Nat Med. 2002 Nov;8(11):1270-5. doi: 10.1038/nm783. Epub 2002 Oct 15.
To characterize antibodies produced in humans in response to Abeta42 vaccination, we carried out immunohistochemical examinations of the brains of both transgenic mice and human patients with beta-amyloid pathology. We collected sera from patients with Alzheimer disease who received a primary injection of pre-aggregated Abeta42 followed by one booster injection in a placebo-controlled study. Antibodies in immune sera recognized beta-amyloid plaques, diffuse Abeta deposits and vascular beta-amyloid in brain blood vessels. The antibodies did not cross-react with native full-length beta-amyloid precursor protein or its physiological derivatives, including soluble Abeta42. These findings indicate that vaccination of AD patients with Abeta42 induces antibodies that have a high degree of selectivity for the pathogenic target structures. Whether vaccination to produce antibodies against beta-amyloid will halt the cognitive decline in AD will depend upon clinical assessments over time.

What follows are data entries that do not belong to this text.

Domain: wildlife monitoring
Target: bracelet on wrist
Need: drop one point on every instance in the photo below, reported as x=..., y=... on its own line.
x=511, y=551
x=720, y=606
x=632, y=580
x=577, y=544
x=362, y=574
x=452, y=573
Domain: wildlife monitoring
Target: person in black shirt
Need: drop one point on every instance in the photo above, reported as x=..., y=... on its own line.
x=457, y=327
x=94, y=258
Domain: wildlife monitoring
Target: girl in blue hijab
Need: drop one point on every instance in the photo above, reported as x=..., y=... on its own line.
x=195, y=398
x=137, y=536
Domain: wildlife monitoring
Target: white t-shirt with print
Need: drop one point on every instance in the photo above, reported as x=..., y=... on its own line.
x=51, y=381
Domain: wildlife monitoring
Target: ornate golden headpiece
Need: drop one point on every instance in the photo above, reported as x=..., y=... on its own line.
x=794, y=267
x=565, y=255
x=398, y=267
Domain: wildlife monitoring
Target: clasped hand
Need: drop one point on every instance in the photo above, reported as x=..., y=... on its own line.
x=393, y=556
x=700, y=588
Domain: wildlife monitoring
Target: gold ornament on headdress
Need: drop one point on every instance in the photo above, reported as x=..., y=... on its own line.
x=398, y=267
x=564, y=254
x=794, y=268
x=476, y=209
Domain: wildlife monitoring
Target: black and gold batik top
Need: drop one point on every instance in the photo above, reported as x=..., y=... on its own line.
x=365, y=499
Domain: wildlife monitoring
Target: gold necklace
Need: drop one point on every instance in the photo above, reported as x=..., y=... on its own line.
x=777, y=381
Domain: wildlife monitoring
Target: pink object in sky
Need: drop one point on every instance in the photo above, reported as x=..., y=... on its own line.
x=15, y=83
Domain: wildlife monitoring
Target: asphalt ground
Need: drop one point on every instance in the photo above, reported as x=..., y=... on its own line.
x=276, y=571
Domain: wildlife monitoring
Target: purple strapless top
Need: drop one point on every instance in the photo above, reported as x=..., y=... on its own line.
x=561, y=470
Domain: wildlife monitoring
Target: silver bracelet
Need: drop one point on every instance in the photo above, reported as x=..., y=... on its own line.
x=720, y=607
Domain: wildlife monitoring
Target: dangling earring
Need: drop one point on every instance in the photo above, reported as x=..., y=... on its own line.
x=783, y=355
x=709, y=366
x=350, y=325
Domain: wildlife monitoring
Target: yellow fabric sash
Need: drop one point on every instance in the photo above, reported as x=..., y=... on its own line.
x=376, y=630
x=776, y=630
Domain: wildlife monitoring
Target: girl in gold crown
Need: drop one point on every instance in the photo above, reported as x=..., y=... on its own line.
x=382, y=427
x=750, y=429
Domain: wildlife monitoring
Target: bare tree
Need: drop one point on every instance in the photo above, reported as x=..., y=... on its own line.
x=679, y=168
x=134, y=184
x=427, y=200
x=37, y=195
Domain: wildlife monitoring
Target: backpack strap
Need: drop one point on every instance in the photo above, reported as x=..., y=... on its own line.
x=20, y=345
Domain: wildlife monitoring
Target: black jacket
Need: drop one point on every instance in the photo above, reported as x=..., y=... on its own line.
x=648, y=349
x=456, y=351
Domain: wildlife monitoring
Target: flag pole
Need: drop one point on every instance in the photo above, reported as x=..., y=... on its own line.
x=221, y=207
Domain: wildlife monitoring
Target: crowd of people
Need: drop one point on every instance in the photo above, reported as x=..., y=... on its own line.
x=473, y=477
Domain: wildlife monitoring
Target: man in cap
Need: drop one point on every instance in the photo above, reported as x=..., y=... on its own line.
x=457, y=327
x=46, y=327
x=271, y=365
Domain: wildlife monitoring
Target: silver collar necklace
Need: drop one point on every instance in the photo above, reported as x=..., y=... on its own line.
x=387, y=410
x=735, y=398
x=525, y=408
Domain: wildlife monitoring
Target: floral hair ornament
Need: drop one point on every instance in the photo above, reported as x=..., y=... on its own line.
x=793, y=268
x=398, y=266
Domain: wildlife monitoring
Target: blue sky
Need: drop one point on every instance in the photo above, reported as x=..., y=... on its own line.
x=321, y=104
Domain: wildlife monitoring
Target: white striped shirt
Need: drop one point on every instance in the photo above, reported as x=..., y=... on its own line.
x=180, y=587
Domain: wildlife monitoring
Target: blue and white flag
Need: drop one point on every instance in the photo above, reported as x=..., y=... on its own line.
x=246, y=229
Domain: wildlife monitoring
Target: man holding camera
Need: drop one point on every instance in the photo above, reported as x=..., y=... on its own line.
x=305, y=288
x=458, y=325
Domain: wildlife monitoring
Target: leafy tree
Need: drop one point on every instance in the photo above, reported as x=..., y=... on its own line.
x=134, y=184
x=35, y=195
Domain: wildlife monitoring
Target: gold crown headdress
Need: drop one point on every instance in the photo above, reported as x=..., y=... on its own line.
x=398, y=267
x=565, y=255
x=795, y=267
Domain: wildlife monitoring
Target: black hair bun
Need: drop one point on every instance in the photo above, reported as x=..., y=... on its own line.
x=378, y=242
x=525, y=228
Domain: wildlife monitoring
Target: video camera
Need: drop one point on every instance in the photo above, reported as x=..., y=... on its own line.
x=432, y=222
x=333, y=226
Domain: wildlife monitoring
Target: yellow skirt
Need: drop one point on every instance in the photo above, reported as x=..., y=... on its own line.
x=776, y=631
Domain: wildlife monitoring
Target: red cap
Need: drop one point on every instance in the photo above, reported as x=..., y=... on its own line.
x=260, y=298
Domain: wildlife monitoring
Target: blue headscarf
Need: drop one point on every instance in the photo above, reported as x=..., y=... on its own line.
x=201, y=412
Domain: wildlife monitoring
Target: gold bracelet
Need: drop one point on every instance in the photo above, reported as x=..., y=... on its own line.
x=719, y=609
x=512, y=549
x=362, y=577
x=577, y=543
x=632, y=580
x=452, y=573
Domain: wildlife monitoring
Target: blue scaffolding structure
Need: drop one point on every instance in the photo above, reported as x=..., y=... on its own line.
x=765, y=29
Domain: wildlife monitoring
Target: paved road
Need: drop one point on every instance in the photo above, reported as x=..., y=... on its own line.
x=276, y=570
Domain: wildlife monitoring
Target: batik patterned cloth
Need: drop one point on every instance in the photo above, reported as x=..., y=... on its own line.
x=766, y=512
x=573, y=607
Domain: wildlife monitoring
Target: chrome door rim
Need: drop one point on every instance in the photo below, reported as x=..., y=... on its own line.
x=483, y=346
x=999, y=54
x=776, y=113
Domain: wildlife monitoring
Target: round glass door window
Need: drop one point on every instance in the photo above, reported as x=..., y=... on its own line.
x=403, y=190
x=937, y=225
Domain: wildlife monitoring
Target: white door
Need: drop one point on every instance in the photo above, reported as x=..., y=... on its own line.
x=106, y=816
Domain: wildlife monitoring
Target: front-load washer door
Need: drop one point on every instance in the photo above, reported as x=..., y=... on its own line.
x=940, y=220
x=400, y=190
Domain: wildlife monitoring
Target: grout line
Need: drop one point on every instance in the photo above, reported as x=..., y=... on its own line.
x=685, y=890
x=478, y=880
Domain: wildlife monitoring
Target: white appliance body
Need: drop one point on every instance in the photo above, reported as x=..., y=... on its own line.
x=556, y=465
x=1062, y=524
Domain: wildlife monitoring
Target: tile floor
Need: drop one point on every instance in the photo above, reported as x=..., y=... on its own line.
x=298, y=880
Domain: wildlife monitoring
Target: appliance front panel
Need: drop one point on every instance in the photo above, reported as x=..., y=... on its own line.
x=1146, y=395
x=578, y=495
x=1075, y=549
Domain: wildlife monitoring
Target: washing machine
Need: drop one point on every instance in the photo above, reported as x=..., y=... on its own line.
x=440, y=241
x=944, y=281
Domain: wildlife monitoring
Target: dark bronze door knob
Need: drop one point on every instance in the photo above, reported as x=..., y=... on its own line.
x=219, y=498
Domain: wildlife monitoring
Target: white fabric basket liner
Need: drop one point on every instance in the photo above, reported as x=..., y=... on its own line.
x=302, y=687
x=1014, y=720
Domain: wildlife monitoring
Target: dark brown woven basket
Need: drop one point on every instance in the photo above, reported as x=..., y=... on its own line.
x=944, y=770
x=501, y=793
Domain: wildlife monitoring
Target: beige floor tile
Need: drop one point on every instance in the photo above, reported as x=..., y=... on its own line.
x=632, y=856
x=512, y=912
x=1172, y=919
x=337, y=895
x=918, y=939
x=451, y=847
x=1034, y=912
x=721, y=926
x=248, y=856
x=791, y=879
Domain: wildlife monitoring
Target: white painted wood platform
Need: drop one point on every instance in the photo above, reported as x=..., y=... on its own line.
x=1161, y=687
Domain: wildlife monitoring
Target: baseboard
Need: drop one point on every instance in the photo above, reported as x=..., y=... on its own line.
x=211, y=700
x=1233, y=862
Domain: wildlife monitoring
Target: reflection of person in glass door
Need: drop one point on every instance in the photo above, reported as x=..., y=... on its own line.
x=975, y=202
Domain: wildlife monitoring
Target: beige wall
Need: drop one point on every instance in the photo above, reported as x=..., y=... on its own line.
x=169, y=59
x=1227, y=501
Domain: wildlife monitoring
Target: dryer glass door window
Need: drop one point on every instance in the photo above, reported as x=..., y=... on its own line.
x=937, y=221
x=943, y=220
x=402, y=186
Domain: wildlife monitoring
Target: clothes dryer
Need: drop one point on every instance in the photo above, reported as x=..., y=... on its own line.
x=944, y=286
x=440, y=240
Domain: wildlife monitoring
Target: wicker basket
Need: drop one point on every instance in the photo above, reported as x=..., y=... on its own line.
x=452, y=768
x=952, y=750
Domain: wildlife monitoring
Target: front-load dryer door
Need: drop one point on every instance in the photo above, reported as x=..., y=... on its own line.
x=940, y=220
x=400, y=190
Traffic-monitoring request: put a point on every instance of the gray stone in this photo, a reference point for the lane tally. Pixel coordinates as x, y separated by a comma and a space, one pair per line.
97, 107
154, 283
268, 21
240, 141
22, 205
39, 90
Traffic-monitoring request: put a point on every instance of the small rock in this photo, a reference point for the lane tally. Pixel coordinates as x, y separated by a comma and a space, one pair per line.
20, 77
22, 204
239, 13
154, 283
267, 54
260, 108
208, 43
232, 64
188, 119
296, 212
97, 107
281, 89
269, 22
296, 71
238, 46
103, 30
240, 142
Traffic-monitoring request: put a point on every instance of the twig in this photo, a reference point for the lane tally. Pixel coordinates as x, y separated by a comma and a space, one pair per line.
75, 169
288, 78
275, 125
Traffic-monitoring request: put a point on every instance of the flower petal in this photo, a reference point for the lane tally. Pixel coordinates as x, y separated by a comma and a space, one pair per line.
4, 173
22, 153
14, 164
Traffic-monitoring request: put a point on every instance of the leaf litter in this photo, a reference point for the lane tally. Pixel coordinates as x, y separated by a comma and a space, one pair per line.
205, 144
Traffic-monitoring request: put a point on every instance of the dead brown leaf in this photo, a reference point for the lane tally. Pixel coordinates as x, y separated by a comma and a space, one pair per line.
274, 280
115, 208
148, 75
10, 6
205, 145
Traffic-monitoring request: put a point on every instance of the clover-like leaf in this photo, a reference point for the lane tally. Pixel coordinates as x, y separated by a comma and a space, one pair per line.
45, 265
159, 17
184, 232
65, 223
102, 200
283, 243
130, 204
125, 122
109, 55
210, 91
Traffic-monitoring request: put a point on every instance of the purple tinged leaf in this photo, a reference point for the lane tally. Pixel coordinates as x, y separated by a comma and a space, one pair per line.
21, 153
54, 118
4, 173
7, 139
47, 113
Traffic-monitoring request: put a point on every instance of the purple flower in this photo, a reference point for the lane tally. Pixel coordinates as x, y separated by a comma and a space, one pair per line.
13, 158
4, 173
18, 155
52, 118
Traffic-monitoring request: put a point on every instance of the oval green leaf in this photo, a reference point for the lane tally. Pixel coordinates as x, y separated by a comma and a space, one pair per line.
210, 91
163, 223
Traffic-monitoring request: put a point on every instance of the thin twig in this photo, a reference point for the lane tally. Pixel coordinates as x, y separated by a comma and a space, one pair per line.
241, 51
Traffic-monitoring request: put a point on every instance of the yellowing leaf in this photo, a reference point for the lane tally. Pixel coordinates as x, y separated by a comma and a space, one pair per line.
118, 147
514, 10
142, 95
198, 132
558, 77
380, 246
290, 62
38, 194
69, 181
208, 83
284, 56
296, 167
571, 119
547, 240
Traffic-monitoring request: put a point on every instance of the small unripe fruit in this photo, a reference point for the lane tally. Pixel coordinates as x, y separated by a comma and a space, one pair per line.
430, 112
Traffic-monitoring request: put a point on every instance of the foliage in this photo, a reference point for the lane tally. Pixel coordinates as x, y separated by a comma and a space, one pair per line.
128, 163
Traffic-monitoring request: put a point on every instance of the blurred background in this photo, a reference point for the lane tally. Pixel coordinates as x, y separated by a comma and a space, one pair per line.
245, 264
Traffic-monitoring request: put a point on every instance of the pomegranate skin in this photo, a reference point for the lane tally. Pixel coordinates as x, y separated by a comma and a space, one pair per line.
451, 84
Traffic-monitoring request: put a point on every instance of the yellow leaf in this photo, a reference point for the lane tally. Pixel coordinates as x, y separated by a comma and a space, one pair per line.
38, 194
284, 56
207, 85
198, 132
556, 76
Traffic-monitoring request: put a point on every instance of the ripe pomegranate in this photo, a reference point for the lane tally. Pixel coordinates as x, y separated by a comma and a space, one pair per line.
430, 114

为了表征人类针对β淀粉样蛋白42(Aβ42)疫苗接种产生的抗体,我们对转基因小鼠和患有β淀粉样蛋白病变的人类患者的大脑进行了免疫组织化学检查。在一项安慰剂对照研究中,我们收集了接受初次注射预聚集Aβ42并随后进行一次加强注射的阿尔茨海默病患者的血清。免疫血清中的抗体识别大脑血管中的β淀粉样斑块、弥漫性Aβ沉积物和血管β淀粉样蛋白。这些抗体与天然全长β淀粉样前体蛋白或其生理衍生物(包括可溶性Aβ42)无交叉反应。这些发现表明,用Aβ42对阿尔茨海默病患者进行疫苗接种可诱导对致病靶结构具有高度选择性的抗体。通过接种疫苗产生针对β淀粉样蛋白的抗体是否会阻止阿尔茨海默病患者的认知衰退,将取决于长期的临床评估。